If you’ve been following my excessively techy posts you will be aware that my personal notebook computer has been on the verge of utter failure for some time now. It has come to the point where I can no longer tolerate holding a finger in the “magic” spot to keep the screen alive long enough to update my Facebook status or other meaningless activities, and standing up in front of the TV with the notebook connected by a short cable just wasn’t fun. Not that I need more computers, but the time had come to buy the much-desired Zotac ZBOX HD-ID11.

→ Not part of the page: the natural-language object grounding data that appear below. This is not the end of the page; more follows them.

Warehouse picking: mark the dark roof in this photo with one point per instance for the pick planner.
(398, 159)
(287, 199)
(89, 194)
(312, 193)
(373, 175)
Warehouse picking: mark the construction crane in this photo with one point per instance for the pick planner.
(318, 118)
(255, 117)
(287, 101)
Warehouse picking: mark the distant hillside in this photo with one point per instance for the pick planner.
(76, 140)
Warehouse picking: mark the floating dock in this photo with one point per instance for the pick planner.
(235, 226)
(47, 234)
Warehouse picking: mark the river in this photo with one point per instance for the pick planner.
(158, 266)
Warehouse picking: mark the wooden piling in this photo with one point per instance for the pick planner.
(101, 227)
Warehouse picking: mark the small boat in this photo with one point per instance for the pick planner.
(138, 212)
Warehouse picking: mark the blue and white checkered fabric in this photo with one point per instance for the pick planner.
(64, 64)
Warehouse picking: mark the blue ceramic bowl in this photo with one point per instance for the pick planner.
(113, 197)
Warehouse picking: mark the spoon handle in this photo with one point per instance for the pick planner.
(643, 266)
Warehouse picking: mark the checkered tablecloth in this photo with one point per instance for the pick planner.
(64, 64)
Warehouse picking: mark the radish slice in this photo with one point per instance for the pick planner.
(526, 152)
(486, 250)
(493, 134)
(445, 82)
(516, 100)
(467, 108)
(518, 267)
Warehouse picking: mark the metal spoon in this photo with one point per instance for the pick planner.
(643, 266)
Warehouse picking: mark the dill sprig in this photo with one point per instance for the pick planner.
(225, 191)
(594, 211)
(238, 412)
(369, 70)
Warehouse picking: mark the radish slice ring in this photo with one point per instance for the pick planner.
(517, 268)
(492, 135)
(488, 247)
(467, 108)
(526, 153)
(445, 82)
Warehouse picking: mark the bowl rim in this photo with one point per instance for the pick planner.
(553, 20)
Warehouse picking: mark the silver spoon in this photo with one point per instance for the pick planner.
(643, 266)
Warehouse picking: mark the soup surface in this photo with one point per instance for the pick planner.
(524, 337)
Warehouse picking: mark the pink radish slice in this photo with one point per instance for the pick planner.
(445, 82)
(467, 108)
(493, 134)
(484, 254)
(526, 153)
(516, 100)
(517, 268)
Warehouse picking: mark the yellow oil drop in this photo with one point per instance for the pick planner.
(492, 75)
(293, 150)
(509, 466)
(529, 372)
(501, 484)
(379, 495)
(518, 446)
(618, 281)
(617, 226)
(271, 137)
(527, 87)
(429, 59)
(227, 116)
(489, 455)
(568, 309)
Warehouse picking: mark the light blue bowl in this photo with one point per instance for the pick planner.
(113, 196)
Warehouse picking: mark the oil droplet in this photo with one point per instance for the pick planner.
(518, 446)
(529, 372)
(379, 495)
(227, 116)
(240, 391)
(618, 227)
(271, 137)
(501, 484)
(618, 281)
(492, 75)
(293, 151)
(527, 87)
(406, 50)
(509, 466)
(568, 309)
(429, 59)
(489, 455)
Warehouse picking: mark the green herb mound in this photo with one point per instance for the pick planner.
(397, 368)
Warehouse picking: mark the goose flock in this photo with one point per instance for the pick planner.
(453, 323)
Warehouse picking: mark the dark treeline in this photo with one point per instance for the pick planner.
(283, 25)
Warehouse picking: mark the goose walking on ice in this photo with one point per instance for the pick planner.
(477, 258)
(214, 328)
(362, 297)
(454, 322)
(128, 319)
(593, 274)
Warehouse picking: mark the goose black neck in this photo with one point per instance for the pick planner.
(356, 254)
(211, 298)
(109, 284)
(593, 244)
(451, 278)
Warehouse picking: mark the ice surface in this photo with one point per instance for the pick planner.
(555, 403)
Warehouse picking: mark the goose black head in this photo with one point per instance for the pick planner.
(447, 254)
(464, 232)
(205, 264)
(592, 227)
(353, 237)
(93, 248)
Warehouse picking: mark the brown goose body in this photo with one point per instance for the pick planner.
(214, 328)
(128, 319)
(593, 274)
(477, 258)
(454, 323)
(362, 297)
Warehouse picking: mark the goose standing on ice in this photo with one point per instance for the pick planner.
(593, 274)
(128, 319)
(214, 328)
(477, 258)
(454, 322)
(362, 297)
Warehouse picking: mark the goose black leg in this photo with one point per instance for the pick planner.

No, this isn’t a picture of the ZBOX. We’ve been going a bit crazy ordering things from Amazon recently, including a bunch of books which are probably over my head. I recently read through Stasiland and After The Wall on recommendation from some friends (and especially relevant given we are living in the former East Berlin). They both whet my appetite for reading which has been stagnant for some time. Ange has been a long-time fan of Steven Pinker having studied his work during university and we both really enjoyed his talks on TED (if you haven’t seen them, I highly recommend them) usually centred around cognitive science. So I’m currently reading his book How The Mind Works which is a thoroughly good read. The Language Instinct actually precedes the book I’m reading but has been updated recently so that will be next on the reading list.

So, I was most pleased this morning when we returned from our regular visit to Bar Centrale to find a message from DHL in our letterbox (yes, they deliver on Saturdays in Germany!) and went to visit the random neighbour they had decided to leave our stuff with. There is never any indication of exactly what has been dropped off so the excitement levels are always high. I was expecting just books but sure enough the ZBOX was there. I cracked it open and the insides were a little underwhelming (in fact not unlike what a couple of my self-made wireless KVMs looked like) but hey, it certainly gets the job done.

Within minutes I had the 2.5″ SSD and RAM installed. It is really just minimal hardware to facilitate the operation of the box, the real storage will be outside of the unit as large 3.5″ spinning media tends to be large, noisy and hot. Not long after I had the thing back together I realised I was missing a couple of key components – a video cable and some sort of input device (all the other computers in the apartments are notebooks). Medimax furnished me with a very cheap HDMI cable (no, I didn’t spring for the gold-plated Monster cable!) and a wireless keyboard and mouse.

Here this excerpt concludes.